Schließlich erfindet die deutsche Romantik die Sehnsucht. Damit wird Sucht endgültig zum Gemütsleiden. Der Volksmund verknüpft sie jetzt lautmalerisch mit hoffnungsloser Suche. Die Geburt der Rauschmittelsucht steht kurz bevor. Passenderweise genossen die führenden Romantiker Novalis und Ritter gern Opium. Trunksucht und Opiumsucht sind seit Anfang des 19. Jahrhunderts gebräuchliche Begriffe. Der Brockhaus (Das Wikipedia der Deutschen vor Wikipedia) kennt aber erst seit 1936 Rauschmittel-Süchte. Der Begriff erfährt bald wieder eine Inflation für alle möglichen unerwünschten Verhaltensweisen. Der moderne Mensch kann – oder soll? – nach allem und jedem süchtig werden: Kaufen, Laufen, Arbeiten, Fernsehen etc. pp. Die Magersucht ist übrigens ein Kind der fetten 50er Jahre. Die Sucht ist also ein schwammiger Begriff, den heute Medizin und Sozialpolitik mit Eifer auswringen.

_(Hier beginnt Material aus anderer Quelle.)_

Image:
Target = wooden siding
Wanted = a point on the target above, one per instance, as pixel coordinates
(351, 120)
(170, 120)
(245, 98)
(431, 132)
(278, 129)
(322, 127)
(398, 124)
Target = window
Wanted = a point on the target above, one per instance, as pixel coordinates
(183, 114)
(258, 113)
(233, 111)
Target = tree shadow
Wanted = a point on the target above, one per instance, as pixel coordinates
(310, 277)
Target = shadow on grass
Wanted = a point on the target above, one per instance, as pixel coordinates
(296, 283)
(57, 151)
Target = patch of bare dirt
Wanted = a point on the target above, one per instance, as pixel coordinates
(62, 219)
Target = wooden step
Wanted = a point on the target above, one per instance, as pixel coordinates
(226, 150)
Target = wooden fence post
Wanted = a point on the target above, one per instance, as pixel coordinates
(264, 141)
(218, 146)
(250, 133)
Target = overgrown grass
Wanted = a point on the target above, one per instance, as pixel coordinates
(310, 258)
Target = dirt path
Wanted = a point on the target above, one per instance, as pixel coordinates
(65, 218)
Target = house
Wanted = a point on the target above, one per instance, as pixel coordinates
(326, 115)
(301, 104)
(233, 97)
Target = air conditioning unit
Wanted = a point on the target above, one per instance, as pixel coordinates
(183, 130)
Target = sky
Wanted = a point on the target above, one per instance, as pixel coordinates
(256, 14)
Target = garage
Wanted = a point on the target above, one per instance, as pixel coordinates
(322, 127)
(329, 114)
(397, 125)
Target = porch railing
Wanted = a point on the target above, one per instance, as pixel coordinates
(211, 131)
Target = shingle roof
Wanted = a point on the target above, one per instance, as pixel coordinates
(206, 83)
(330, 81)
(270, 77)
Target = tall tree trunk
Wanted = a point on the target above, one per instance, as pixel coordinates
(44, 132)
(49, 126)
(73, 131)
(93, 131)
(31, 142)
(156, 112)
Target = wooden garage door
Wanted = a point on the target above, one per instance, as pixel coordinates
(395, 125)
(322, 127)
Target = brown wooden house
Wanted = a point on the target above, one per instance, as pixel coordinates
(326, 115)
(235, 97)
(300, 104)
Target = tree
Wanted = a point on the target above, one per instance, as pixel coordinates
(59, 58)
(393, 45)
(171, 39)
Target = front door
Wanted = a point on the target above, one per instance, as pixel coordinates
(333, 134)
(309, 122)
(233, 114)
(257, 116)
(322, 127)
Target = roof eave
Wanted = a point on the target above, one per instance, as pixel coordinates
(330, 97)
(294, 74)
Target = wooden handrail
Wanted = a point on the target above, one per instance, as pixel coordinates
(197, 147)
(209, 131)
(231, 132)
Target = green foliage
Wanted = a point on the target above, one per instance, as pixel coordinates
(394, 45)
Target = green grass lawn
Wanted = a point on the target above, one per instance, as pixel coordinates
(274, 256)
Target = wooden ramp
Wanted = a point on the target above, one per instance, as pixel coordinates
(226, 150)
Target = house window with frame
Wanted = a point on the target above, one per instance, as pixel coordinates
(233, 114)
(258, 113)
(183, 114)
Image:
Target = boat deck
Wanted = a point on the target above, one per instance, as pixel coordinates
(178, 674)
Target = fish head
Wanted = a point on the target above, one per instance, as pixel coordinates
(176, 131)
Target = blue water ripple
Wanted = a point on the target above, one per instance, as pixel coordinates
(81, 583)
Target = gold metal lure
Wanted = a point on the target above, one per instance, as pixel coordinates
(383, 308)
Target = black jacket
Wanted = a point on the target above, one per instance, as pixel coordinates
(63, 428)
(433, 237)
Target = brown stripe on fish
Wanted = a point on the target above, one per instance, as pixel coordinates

Übrigens können nur wir Deutschen krankhaft süchtig nach etwas werden. Unsere germanischen Sprachnachbarn begegnen Alkohol und Drogen aus eigenem Blickwinkel. Der höfliche Engländer drückt mit ‚addiction‘ eigentlich seine ‚Ergebenheit‘ aus. Für den Schweden blieb das alte Wort ’suht‘ als moderne ’sjukdom‘ stets die Krankheit, die Sucht ist ihm dagegen heute ein ‚begär‘. Der Niederländer nennt eine Sucht nüchtern treffend ‚verslaafdheid‘, Versklavung.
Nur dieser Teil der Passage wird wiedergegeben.